Syntax Analysis

Overview

Syntax analysis, or parsing, is the problem of translating code in language into a parse tree using a given grammar. For example, given the following program from our example grammar:


b = c + 1;
a = a - d

We want to produce the following tree:

Syntax analysis comes after lexical analysis. The input to the parser is a stream of tokens and the output is a parse tree.

The parser also catches syntax errors which occur when the input program does not conform to the rules of the grammar.

Parsing

Parsing algorithms can be broadly broken into two categories:

Top-Down
Starts with the grammar's start symbol and follows the grammar rules as tokens come in. Similar to doing a derivation by hand. We will expand the left-most non-terminal, choosing which rule to apply for it based on the next token received from the lexer.
Bottom-Up
Starts with the leaf nodes of a parse tree, and replaces them with non-terminals as we go, eventually reaching the start symbol of our grammar.
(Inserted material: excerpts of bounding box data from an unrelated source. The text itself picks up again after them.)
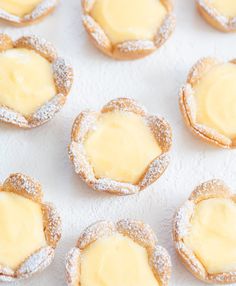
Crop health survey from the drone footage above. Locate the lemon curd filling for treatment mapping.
[184,198,236,274]
[0,0,42,17]
[80,234,159,286]
[0,49,56,116]
[0,191,46,269]
[91,0,167,44]
[193,63,236,139]
[84,111,161,183]
[209,0,236,18]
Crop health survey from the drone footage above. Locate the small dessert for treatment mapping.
[173,180,236,284]
[0,34,73,128]
[69,98,172,195]
[0,0,59,26]
[196,0,236,32]
[180,58,236,148]
[82,0,175,60]
[66,220,171,286]
[0,173,61,282]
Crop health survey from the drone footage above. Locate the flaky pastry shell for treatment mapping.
[173,179,236,284]
[0,34,73,128]
[179,57,236,148]
[0,0,59,26]
[66,219,171,286]
[69,98,172,195]
[0,173,61,282]
[82,0,175,60]
[196,0,236,32]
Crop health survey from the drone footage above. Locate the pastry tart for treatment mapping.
[196,0,236,32]
[0,174,61,282]
[179,58,236,148]
[82,0,175,60]
[69,98,172,195]
[173,180,236,284]
[0,0,59,26]
[66,220,171,286]
[0,34,73,128]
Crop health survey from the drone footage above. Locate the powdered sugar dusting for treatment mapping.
[69,98,172,195]
[14,35,57,62]
[3,173,42,201]
[82,15,111,49]
[24,0,58,21]
[0,265,16,282]
[139,153,170,188]
[150,245,171,286]
[42,203,62,247]
[77,220,116,249]
[154,14,175,48]
[175,241,207,279]
[0,36,73,128]
[0,0,58,24]
[116,219,157,247]
[197,0,235,30]
[52,58,73,95]
[31,94,65,127]
[179,81,232,148]
[92,178,140,195]
[116,40,155,53]
[0,106,28,128]
[174,200,195,239]
[17,246,54,278]
[66,219,171,286]
[66,247,80,286]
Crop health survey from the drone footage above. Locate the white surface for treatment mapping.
[0,0,236,286]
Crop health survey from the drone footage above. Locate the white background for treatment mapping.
[0,0,236,286]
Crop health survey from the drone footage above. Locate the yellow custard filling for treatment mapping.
[184,198,236,274]
[0,191,46,269]
[193,63,236,139]
[0,0,42,17]
[80,234,159,286]
[84,111,161,184]
[91,0,167,44]
[209,0,236,18]
[0,49,56,116]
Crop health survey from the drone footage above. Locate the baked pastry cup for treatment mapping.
[179,57,236,148]
[0,173,61,282]
[173,180,236,284]
[0,0,59,26]
[196,0,236,32]
[66,220,171,286]
[69,98,172,195]
[0,34,73,128]
[82,0,175,60]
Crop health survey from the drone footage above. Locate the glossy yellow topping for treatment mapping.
[80,234,159,286]
[194,63,236,138]
[0,0,42,17]
[0,192,46,269]
[184,198,236,274]
[210,0,236,18]
[84,111,161,183]
[0,49,56,116]
[91,0,167,44]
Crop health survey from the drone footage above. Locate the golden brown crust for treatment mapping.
[0,173,61,282]
[0,34,73,128]
[179,58,236,148]
[196,0,236,32]
[69,98,172,195]
[0,0,59,27]
[173,180,236,284]
[66,219,171,286]
[82,0,175,60]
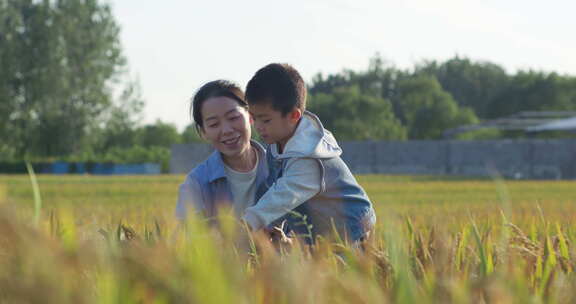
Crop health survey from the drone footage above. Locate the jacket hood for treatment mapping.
[270,111,342,159]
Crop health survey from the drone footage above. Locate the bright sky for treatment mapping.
[110,0,576,129]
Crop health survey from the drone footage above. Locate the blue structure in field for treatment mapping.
[39,162,161,175]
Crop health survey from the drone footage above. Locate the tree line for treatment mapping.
[0,0,576,164]
[308,55,576,140]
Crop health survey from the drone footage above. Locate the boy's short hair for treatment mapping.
[246,63,306,115]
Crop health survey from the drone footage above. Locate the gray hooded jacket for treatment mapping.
[244,111,376,240]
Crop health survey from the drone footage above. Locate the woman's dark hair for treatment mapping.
[190,79,248,131]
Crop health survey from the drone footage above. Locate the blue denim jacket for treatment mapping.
[176,141,268,220]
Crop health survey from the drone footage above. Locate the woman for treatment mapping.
[176,80,268,220]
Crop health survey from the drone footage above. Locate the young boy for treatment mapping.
[243,63,376,242]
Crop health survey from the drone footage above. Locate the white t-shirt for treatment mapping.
[224,153,259,216]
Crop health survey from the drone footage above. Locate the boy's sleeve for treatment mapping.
[176,177,204,220]
[244,158,322,230]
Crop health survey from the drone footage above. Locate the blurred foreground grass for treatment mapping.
[0,175,576,303]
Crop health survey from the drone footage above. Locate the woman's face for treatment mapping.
[201,97,251,157]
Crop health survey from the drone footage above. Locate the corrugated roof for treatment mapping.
[526,117,576,132]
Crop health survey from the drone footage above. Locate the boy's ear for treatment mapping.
[290,109,302,122]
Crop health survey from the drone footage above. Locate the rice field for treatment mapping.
[0,175,576,303]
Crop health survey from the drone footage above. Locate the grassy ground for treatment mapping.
[0,175,576,303]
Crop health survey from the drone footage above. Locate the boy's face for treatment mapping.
[250,102,302,149]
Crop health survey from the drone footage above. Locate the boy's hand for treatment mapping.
[263,221,292,245]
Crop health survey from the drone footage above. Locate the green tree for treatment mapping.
[490,71,576,117]
[394,75,478,139]
[139,120,182,148]
[0,0,136,156]
[308,86,406,140]
[414,56,509,117]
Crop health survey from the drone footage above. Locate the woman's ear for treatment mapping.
[196,125,206,140]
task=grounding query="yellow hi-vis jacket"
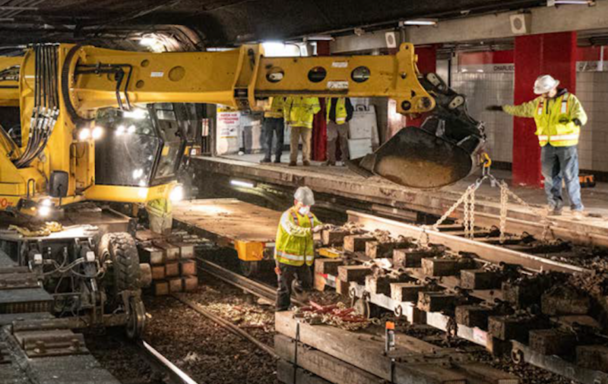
[264,97,285,119]
[502,91,587,147]
[274,207,321,267]
[325,97,348,125]
[283,97,321,128]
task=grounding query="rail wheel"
[98,232,146,338]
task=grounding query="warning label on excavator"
[327,81,348,89]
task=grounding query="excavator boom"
[0,44,484,216]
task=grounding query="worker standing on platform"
[274,187,322,311]
[260,97,285,164]
[487,75,587,219]
[323,97,354,166]
[283,97,321,167]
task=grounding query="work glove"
[486,105,502,112]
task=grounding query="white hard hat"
[534,75,559,95]
[293,187,315,206]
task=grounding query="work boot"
[544,205,562,216]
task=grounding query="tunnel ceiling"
[0,0,544,46]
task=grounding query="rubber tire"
[98,232,142,300]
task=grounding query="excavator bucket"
[353,127,474,188]
[349,73,485,189]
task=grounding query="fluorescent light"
[122,108,148,120]
[78,128,91,141]
[401,19,437,25]
[169,185,184,203]
[547,0,595,7]
[230,180,255,188]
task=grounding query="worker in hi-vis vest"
[487,75,587,219]
[274,187,322,311]
[323,97,354,166]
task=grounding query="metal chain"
[469,188,477,239]
[498,180,509,244]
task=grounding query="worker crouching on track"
[487,75,587,219]
[274,187,322,311]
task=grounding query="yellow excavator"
[0,44,483,336]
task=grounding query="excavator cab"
[95,103,191,187]
[349,73,485,189]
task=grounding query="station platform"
[193,154,608,246]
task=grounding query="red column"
[311,41,330,161]
[513,32,576,186]
[406,45,437,127]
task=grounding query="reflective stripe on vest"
[276,251,308,261]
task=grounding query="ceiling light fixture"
[399,19,437,27]
[547,0,595,7]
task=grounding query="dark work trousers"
[327,121,349,164]
[262,117,285,162]
[541,144,584,211]
[277,263,312,311]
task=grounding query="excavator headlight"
[78,128,91,141]
[38,199,53,217]
[169,185,184,203]
[91,126,104,140]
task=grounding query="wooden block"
[336,279,350,296]
[277,359,331,384]
[529,329,576,356]
[321,229,350,245]
[274,334,385,384]
[169,277,184,293]
[315,258,344,276]
[338,265,372,284]
[540,284,591,316]
[393,249,435,268]
[344,235,376,252]
[488,316,547,344]
[486,333,513,356]
[182,276,198,292]
[152,280,169,296]
[460,269,502,289]
[365,275,413,297]
[391,282,428,303]
[150,265,165,280]
[417,292,456,312]
[576,345,608,372]
[456,305,496,330]
[365,241,412,259]
[153,241,179,262]
[422,258,472,276]
[165,262,179,277]
[137,246,165,264]
[179,259,197,276]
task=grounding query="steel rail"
[197,257,305,306]
[138,340,198,384]
[171,294,279,359]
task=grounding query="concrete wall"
[452,61,608,172]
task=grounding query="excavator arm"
[0,44,484,216]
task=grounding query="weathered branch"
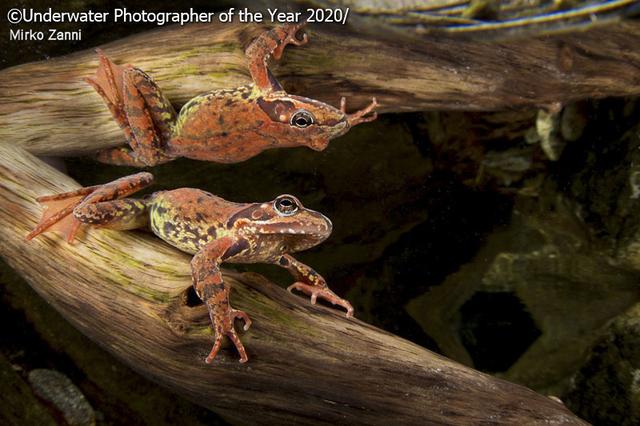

As tokens are received, we choose which rules to apply in the reverse order, substituting strings of symbols for non-terminals.

Parsing algorithms exist that can parse any grammar, but they are slow O(n^3). Compilers typically use algorithms that only work for a subset of grammars, but are linear. Different parsing strategies have different trade-offs in terms of performance and the limitations they place on what we can do with our grammars.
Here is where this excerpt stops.